-30-
Het raadslid Gelten merkt op dat de fractie van de partij de Putse
Belangen het eens is met de strekking van het betoog van de heer
Looijen. Hij zegt dat daarop ook gewezen is in de voorgaande informele
bijeenkomsten en commissievergaderingen, door de leden van zijn partij.
Aangezien de gemeenteraad nog slechts een kleine stem in het kapittel
heeft daar waar het gaat om het verlenen van subsidies, hebben zij het
college om een argumentatie hieromtrent gevraagd. Hij merkt op dat de
argumentatie welke zij tot op heden hebben gekregen nog steeds niet
voldoende is geweest om met het voorstel akkoord te kunnen gaan.
Aangezien hij ervan uitgaat dat ook deze verordening artikelsgewijs
wordt doorgesproken, heeft het college volgens hem nog vanavond de kans
om met betere argumenten te komen om met hen van gedachten te wisselen.
Vervolgens merkt hij op dat ook andere fracties hard aan deze subsidie
verordening gewerkt hebben, en dat zij een poging hebben gedaan om naar
elkaar toe te groeien. Hij moet echter, zo zegt hij, helaas zeggen dat
deze poging maar voor een klein gedeelte is gelukt. Hij zegt dat het
hem erg verbaast, dat al hun meningen betreffende fondsvorming e.d.

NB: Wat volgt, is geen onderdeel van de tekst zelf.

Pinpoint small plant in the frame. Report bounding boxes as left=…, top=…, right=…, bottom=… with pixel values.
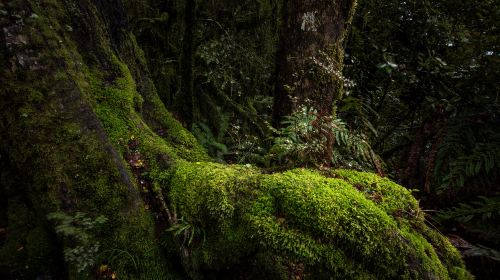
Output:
left=167, top=218, right=205, bottom=246
left=269, top=107, right=378, bottom=169
left=47, top=212, right=108, bottom=273
left=191, top=122, right=228, bottom=161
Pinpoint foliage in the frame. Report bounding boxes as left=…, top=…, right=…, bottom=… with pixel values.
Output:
left=339, top=0, right=500, bottom=278
left=47, top=212, right=108, bottom=273
left=191, top=122, right=228, bottom=160
left=269, top=107, right=375, bottom=169
left=434, top=113, right=500, bottom=191
left=163, top=162, right=470, bottom=279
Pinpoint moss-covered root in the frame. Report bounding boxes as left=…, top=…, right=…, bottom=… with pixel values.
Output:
left=163, top=162, right=471, bottom=279
left=0, top=0, right=207, bottom=279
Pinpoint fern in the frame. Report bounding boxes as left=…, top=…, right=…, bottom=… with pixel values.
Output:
left=434, top=114, right=500, bottom=192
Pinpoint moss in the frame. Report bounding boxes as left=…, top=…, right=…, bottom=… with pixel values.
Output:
left=163, top=162, right=472, bottom=279
left=331, top=169, right=423, bottom=222
left=0, top=0, right=470, bottom=279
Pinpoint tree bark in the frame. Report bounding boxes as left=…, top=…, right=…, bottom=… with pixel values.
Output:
left=273, top=0, right=356, bottom=126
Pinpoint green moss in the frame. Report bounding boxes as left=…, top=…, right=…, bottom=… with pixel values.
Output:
left=331, top=169, right=423, bottom=222
left=163, top=162, right=472, bottom=279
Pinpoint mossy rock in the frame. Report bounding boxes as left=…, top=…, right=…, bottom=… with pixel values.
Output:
left=0, top=0, right=470, bottom=279
left=162, top=162, right=470, bottom=279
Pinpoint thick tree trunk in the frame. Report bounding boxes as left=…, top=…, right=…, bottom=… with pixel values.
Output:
left=273, top=0, right=356, bottom=123
left=273, top=0, right=356, bottom=166
left=0, top=0, right=468, bottom=279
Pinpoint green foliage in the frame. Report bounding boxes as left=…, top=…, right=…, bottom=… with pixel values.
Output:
left=434, top=113, right=500, bottom=191
left=47, top=212, right=108, bottom=273
left=163, top=162, right=470, bottom=279
left=269, top=107, right=376, bottom=169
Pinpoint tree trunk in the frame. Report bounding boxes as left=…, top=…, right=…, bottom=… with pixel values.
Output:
left=273, top=0, right=356, bottom=166
left=0, top=0, right=468, bottom=279
left=273, top=0, right=356, bottom=126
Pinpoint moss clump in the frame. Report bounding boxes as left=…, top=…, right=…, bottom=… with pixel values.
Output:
left=164, top=162, right=470, bottom=279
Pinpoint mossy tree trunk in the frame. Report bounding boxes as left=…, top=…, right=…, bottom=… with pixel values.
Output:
left=0, top=0, right=470, bottom=279
left=273, top=0, right=356, bottom=164
left=177, top=0, right=199, bottom=126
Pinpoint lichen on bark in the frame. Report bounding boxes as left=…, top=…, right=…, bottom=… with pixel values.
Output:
left=0, top=0, right=470, bottom=279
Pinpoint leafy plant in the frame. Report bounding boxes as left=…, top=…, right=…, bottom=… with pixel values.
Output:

niet zijn overgenomen, behalve dan de bijstelling van het totale
bedrag. Hij is verbaasd dat wel direct wordt opgenomen, op voorspraak
van het C.D.A., lid 3 van artikel 5. Hij vindt dat daarmee een bepaalde
vorm van willekeur uitgaat naar een bepaalde partij. Vervolgens merkt
hij op dat de fractie van de partij de Putse Belangen niet van plan is
om dit voorstel zoals het hier wordt gedaan te ondersteunen, echter
misschien kan de beargumentering omtrent het hoe en waarom hen nog enig
uitsluitsel geven.
Het raadslid van Wees zegt ten zeerste verbaasd te zijn door de
uitlating van de fractie van de partij de Putse Belangen, dat zij
alsmede de partij van de Arbeid, zo hard aan de subsidieverordening
hebben gewerkt
Aangezien zij vindt dat deze fracties de subsidieverordening over heb
ben geschreven, verbaast het haar dat zij nu niet met dit voorstel
akkoord kunnen gaan. In de commissie-vergaderingen, zo zegt zij, konden
de mensen van beide partijen hun zegje doen. Er moest nog wat achter de
schermen bepraat worden. Nu zeggen beide partijen, dat zo hard aan de
subsidieverordening gewerkt hebben, terwijl ze, zo zegt zij, het con
cept alleen maar hebben overgeschreven en daarin wat punten gewijzigd
hebben. Enkele punten welke ze nog niet veranderd hebben gekregen
willen ze nu ook nog veranderen. Dit is naar haar mening te gek.
Zij vindt dat, de fractieleden maar gewoon toe moeten geven dat zij de
verordening hebben overgeschreven, ook de Partij van de Arbeid vindt zij
ronduit belachelijk dat zij niet gewoon kunnen werken.
Zij zegt dat de fracties twee-en-een-half jaar de tijd hebben gehad om
zelf een nieuwe subsidieverordening te maken.
Reeds voor de vorige verkiezingen, heeft de .partij de Putse Belangen
aangekondigd een nieuwe subsidieverordening te gaan maken. Er kwam
volgens haar echter niets uit de pen. Op het moment echter dat zij het
concept onder ogen krgen, werd dit vlug overgeschreven, en liet men in
de krant zetten dat het te lang duurde en dat ze daarom zelf maar iets
moesten doen. Ze hebben het concept overgeschreven. Dat is volgens haar
het gemakkelijkste. Dat leert men al in de eerste klas.
Het raadslid Gelten merkt op dat hij het jammer vindt dat mevrouw van
Wees zich onnodig kwaad maakt. Hij zegt dat de partij de Putse
Belangen reeds bij de eerste bespreking zijn standpunt heeft toege
licht, dat hun uitgangspositie een budgettaire-subsidie was. Het is,
voornamelijk de bedoeling om met name de activiteiten die binnen een
vereniging voor de jeugd worden ondernomen te subsidiëren. Aangezien de
uitgangspositie wat dat betreft bij alle partijen gelijk waren, was wat
dat betreft het voorstel van het college te volgen.